Patrícia fez questão de apagar um comentário que considerou maldoso e particularmente ofensivo, postado por alguém que não conhecia (um sujeito de barba e óculos escuros com foto tirada dentro de um carro), que questionava se O Bistrô também servia comida ou apenas drama. No final ele ainda mandou um “cresça”, junto de vários emojis chorando de rir. Mas Patrícia nem considerou deletar todos os demais comentários porque lhe pareceu que investiria o resto da vida fazendo isso – e ainda por cima correndo o risco de ser rapidamente vencida pela enxurrada de críticas, que não cessava.

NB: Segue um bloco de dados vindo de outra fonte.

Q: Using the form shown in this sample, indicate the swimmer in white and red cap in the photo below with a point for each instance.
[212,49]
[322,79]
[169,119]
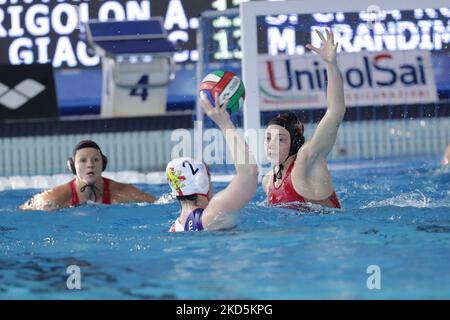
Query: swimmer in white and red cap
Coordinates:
[190,180]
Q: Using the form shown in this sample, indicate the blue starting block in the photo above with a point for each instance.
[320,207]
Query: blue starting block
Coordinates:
[137,65]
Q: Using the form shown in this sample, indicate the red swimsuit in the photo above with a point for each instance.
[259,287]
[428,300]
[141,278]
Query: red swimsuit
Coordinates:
[106,198]
[286,193]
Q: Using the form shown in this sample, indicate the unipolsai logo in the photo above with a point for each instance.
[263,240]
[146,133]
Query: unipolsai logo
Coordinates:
[74,280]
[374,280]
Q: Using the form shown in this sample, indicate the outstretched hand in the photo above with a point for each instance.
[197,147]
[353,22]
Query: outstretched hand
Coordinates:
[328,50]
[217,113]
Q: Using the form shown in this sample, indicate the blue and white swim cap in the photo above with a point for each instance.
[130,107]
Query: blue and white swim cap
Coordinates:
[187,176]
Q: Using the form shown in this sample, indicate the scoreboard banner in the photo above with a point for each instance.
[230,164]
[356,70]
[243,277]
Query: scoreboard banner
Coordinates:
[48,31]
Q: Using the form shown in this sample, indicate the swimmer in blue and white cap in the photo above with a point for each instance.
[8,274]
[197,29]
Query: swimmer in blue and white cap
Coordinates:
[190,180]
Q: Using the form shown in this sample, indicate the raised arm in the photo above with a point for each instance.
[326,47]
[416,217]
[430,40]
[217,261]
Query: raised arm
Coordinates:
[325,135]
[243,185]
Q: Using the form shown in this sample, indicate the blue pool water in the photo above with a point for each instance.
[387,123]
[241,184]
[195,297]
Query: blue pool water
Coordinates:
[394,216]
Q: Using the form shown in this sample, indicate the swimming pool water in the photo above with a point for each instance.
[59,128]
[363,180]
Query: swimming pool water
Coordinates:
[395,215]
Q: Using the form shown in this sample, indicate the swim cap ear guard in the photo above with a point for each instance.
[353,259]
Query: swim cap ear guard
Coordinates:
[187,176]
[82,145]
[291,123]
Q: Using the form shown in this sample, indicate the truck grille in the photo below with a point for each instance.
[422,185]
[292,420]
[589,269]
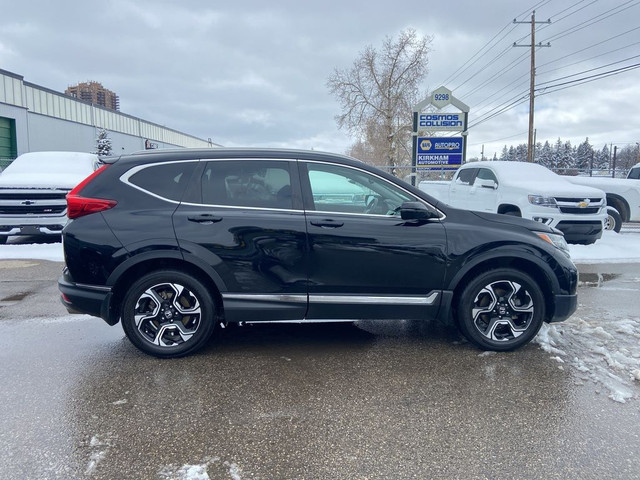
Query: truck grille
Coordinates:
[580,206]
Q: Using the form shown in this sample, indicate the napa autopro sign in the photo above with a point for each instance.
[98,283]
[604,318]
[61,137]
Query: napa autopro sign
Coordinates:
[440,152]
[439,122]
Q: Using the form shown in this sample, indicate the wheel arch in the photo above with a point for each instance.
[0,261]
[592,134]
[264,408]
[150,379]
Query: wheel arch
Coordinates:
[129,271]
[540,272]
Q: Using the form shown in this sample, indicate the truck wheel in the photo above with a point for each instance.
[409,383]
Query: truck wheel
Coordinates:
[168,314]
[501,309]
[613,220]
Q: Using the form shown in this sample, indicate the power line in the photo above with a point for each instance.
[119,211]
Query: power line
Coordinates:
[591,78]
[592,21]
[590,70]
[592,46]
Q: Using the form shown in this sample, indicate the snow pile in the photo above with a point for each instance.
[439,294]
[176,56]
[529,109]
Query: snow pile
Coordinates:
[604,351]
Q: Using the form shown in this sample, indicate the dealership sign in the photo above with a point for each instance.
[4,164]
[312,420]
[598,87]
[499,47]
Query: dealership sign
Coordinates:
[441,121]
[442,153]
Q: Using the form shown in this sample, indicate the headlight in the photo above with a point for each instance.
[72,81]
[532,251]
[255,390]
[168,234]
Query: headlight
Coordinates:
[542,201]
[556,240]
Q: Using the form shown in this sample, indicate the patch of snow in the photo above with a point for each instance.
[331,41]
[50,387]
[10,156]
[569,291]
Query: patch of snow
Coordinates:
[604,351]
[45,251]
[99,449]
[611,248]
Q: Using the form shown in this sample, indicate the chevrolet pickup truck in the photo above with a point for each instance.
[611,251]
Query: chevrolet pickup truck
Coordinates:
[525,190]
[33,191]
[623,196]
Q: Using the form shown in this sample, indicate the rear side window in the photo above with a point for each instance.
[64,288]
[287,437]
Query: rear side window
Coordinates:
[166,180]
[247,183]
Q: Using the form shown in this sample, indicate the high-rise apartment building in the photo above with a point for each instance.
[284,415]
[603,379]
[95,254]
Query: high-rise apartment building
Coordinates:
[95,93]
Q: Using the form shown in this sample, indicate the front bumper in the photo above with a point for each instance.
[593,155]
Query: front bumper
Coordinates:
[85,299]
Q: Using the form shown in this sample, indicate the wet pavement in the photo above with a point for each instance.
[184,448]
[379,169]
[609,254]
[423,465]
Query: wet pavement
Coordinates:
[385,400]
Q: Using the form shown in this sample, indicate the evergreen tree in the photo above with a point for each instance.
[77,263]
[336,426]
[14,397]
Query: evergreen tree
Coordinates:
[584,156]
[103,143]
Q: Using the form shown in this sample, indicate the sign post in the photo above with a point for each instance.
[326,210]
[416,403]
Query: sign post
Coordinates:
[435,152]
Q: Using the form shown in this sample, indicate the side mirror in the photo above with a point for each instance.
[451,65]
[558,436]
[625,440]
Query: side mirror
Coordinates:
[416,211]
[486,183]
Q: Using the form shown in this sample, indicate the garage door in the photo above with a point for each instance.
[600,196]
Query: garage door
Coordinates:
[7,138]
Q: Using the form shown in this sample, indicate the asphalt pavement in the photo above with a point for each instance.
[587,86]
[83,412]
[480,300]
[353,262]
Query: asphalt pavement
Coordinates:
[386,400]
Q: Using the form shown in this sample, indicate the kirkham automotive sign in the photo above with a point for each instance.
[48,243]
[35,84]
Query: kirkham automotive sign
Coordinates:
[439,152]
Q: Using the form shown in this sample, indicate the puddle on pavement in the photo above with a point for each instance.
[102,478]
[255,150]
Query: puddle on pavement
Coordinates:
[596,279]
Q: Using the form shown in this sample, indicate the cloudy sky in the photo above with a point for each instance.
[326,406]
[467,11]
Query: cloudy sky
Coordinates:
[253,73]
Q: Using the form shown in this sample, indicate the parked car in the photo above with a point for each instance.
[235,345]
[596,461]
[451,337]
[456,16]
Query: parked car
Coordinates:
[623,196]
[525,190]
[33,189]
[173,243]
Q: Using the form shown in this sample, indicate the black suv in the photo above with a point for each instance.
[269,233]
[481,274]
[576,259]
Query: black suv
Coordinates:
[174,243]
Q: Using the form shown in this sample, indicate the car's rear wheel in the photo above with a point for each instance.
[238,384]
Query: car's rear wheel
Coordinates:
[501,309]
[613,220]
[168,314]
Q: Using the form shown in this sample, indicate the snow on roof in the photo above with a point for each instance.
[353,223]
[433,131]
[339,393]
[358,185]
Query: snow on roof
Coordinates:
[75,163]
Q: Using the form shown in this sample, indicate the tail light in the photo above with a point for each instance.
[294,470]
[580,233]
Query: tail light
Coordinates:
[78,206]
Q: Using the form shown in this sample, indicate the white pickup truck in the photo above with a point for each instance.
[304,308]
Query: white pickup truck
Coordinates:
[525,190]
[33,191]
[623,196]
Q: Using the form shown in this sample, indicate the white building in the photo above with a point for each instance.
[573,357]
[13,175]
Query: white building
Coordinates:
[35,118]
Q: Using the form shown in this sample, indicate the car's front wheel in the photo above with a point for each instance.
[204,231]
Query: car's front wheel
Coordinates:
[501,309]
[168,314]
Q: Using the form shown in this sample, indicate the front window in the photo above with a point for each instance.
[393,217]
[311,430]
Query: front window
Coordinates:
[347,190]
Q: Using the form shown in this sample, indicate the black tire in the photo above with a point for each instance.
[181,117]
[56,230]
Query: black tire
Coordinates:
[509,309]
[613,220]
[168,329]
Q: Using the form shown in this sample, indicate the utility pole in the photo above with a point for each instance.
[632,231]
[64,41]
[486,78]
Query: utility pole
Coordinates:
[532,86]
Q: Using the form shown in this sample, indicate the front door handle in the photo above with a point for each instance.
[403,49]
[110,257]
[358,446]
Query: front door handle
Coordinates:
[204,218]
[326,223]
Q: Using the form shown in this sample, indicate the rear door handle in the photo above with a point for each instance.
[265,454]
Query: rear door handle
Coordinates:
[326,223]
[204,218]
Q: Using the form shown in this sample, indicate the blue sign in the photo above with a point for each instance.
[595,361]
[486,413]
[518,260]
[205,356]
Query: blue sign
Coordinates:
[441,121]
[439,153]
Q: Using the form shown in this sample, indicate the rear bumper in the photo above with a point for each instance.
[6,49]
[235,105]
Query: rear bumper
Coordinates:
[85,299]
[565,305]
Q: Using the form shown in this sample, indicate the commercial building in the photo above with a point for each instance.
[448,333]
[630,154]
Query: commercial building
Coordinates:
[94,92]
[34,118]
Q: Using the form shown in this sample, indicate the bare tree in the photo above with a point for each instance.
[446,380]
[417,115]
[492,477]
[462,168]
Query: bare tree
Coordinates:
[377,95]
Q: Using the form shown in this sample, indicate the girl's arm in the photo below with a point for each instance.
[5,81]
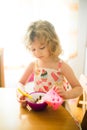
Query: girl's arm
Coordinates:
[29,70]
[71,78]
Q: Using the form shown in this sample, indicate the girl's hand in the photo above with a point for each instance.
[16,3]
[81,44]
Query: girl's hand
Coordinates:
[20,97]
[60,91]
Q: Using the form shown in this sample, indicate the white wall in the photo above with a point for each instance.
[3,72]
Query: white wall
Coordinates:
[79,64]
[82,59]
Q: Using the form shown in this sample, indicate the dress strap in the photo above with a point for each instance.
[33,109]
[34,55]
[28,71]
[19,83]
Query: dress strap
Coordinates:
[59,64]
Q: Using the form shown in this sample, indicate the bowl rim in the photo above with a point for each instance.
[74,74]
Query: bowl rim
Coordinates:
[34,102]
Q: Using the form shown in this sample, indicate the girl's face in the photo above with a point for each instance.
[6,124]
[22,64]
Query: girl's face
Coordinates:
[38,50]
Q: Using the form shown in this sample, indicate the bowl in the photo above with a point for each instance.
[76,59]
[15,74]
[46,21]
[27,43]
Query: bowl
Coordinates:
[38,105]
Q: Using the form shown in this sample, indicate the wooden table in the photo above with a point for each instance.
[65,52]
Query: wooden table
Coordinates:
[14,117]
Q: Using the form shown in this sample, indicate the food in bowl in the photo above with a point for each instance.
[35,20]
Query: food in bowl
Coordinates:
[38,103]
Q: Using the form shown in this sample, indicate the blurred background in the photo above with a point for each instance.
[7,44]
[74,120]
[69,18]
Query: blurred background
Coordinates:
[69,19]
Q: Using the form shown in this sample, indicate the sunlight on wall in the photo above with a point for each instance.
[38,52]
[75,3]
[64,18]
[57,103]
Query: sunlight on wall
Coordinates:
[16,15]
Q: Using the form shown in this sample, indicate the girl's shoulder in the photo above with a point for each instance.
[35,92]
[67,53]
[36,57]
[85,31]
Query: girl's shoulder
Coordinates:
[65,67]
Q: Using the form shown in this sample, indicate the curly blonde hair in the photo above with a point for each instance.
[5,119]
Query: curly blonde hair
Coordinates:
[46,34]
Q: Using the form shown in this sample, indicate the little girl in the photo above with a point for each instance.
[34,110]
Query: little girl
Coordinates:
[49,70]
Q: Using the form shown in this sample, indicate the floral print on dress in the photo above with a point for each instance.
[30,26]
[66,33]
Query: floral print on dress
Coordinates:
[46,78]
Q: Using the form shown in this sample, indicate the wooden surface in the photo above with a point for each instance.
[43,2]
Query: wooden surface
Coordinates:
[14,117]
[1,67]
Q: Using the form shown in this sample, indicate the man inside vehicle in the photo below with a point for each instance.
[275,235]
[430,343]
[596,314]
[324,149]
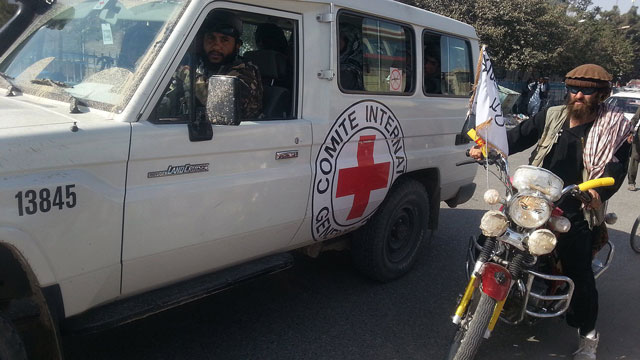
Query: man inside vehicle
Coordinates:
[432,79]
[582,140]
[218,42]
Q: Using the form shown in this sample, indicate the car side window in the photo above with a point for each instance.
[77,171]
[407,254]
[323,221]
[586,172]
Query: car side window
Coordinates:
[447,66]
[260,51]
[375,56]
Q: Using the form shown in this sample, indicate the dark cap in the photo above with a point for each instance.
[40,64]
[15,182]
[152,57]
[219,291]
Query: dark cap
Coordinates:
[588,75]
[224,22]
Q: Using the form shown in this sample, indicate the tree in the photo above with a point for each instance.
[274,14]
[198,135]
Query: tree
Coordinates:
[549,37]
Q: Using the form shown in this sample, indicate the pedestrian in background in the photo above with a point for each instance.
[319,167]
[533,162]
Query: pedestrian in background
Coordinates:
[634,139]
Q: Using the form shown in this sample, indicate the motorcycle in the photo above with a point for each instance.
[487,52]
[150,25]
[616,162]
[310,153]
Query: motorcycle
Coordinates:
[513,271]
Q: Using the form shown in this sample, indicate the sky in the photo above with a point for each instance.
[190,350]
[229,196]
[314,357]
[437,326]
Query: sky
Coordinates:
[623,5]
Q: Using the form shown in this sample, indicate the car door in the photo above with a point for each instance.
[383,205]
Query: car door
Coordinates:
[197,206]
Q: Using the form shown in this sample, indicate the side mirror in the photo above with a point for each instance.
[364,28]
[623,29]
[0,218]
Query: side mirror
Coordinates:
[200,129]
[223,107]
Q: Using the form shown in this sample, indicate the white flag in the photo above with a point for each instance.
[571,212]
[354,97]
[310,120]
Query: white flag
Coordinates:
[489,119]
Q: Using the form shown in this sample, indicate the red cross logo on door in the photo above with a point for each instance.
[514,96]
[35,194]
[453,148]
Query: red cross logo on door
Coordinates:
[361,180]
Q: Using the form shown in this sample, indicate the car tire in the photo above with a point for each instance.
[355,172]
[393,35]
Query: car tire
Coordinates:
[11,346]
[387,246]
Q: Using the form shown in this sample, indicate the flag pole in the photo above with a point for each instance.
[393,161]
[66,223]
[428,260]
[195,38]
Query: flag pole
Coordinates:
[475,83]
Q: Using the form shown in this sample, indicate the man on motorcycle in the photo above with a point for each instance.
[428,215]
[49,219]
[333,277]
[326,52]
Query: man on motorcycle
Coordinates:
[581,140]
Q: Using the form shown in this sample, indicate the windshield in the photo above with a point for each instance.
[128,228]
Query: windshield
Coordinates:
[94,51]
[628,105]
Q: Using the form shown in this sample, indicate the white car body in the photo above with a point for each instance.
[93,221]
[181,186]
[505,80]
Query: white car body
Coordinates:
[627,101]
[125,226]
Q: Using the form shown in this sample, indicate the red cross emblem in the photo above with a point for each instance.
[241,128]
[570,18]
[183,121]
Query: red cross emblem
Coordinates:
[361,180]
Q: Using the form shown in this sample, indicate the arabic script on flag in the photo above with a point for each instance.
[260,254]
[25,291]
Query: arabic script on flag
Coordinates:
[489,118]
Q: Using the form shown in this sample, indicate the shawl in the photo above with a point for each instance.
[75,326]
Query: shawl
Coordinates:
[607,134]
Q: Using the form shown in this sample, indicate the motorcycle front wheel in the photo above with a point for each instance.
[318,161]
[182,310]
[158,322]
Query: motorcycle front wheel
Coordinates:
[468,338]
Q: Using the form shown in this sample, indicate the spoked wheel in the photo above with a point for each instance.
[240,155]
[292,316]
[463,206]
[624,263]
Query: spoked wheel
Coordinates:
[470,334]
[634,237]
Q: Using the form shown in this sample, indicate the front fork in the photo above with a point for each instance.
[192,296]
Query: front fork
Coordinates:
[496,283]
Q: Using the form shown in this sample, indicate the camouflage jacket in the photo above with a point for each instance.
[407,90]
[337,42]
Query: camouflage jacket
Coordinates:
[176,98]
[250,92]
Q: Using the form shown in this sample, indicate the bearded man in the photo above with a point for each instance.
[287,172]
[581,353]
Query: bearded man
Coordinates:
[582,140]
[221,32]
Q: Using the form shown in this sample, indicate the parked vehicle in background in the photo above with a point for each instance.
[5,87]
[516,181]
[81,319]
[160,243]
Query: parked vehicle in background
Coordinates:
[116,201]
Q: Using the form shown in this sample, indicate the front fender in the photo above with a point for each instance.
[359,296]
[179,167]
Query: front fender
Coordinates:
[28,248]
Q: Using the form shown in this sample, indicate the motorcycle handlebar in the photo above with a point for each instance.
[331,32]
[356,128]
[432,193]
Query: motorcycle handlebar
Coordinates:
[592,184]
[492,158]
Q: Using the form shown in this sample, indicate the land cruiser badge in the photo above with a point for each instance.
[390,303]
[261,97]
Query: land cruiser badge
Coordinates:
[358,161]
[179,170]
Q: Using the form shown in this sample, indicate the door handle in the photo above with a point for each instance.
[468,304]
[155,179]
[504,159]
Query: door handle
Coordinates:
[288,154]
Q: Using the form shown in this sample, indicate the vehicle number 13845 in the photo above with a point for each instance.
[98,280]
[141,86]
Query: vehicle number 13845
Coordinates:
[44,200]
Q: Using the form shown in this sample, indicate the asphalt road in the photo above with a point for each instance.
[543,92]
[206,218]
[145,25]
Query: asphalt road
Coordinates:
[323,309]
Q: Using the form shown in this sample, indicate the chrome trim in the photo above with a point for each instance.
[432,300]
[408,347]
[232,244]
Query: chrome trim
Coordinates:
[513,238]
[562,298]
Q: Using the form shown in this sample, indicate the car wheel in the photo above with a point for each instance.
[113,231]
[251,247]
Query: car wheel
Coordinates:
[387,246]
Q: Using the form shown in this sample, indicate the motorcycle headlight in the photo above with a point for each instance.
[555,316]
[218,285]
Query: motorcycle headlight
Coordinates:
[529,211]
[493,223]
[541,242]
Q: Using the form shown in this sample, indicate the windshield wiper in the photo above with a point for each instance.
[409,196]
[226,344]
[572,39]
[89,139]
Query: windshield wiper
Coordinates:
[12,85]
[50,82]
[74,102]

Pelo contrário, parecia que a cada minuto mais e mais notificações piscavam na tela de seu celular.
Aí nem perdeu tempo vendo o que falavam no Twitter, a rede mais tóxica, que já tinha a #barracogourmet no topo dos trending topics. Preferiu se poupar de ver mais este linchamento virtual.
Desalentada, voltou à janela da conversa do WhatsApp e, sem pensar muito, escreveu uma mensagem simples, porém honesta, no grupo das TPM. Dizia: “Perdi a linha com o jornalista fofoqueiro. Acabei com tudo”. Enviou sem nem ler. Evitou falar tudo o que tinha vontade para não chorar. Estava em horário de expediente, afinal, e não tinha o costume de se mostrar abalada, ainda que se sentisse completamente derrubada.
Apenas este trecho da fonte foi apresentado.